The lists include those generated by the UN, World Bank, Transparency International and sanction lists from the EU and the US Office of Foreign Assets Control, among others.

The client screening occurs across three categories: individuals or entities known to have any association with financial crime as defined by the Financial Action Task Force, individuals on sanction lists and PEPs.

This screening generates alerts which are then grouped according to risk. These alerts are sorted based on their type and location.

They are then arranged depending on high, medium or low risk, and the full screening is carried out based on this profiling.

The World-Check process does not tell a bank whether a client is good or bad, it simply provides banks with a file on a client, which the bank’s own due diligence teams then uses to decide if a client complies with its own internal risk profiling parameters.

 

Compliance costs mean more clients

Geesink says demand for its governance, risk and compliance service is increasing for three reasons. Firstly, the types of user is broadening from its financial institutions, including private banks, wealth managers and trusts, to hedge funds, insurance companies and casinos.

Revenues in Thomson Reuters’ governance, risk and compliance division grew 17% to $55m in the third quarter of 2012. Demand is coming from corporates – its fastest-growing sector – says Geesink.

There its unit is looking at corporate counter-parties from a reputational perspective or from a sanctions perspective.

‘I can not do business with a company that is sanctioned, so I need to screen my supply chain, or my business partners’ might be a common request", says Geesink.

Demand is also increasing as different countries sharpen up their AML procedures. The UK revised its in 2007 and in 2012, for instance, and New Zealand rewrote its AML procedures so NZ banks have to monitor transactions, he says.

Lastly, demand is rising as governments increasingly enforce their laws globally, for example the US, in their extraterritorial enforcement of things like the Foreign Corrupt Practices Act, as well as the UK bribery act now being globally enforced.
"People in countries where there was little enforcement in the past now sit up and pay attention," he says. "It is less driven by the fines and the cases that are in the press. Most of it would be [focused on monitoring] clients."

A single online access to the full database starts at around $5,000 a year. For the very large customers who take data files and hundreds of licences, it can run up in the hundred of thousands of dollars per year, Geesink says.

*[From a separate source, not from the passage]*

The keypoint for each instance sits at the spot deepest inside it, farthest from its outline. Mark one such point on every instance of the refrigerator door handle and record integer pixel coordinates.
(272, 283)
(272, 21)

The growing list of international regulations is also creating a headache for banks in terms of ongoing compliance.

"There are about 70 regulatory changes every single day. So as a bank, how do you keep track of that? And how do I know if this regulation has changed, how does that link to my policies and procedures and what do I have to do next?," says Geesink.

Thomson Reuters has this covered through a separate product, Compliance Complete, which automatically alerts banks of any regulatory change.

 

Headaches on the horizon

When asked about the specific regulatory threats coming down the pipeline in 2013, Geesink says sanction lists are like shifting sands – they require constant attention.

He also says there is an increased focus on AML, bribery and corruption. "New regulations come into place; old regulations never go away. That volume is just growing and growing and growing. And it becomes very difficult for clients to manage that," he says.

All these increasing demands on banks’ compliance systems and teams means the outlook for Thomson Reuters’ financial crime and reputations risk division looks bright and busy.

"We have a very positive view of the future, which in this economic climate is rather unique," says Geesink. Proof that successful screening of potentially suspect clients could be worth its weight in gold.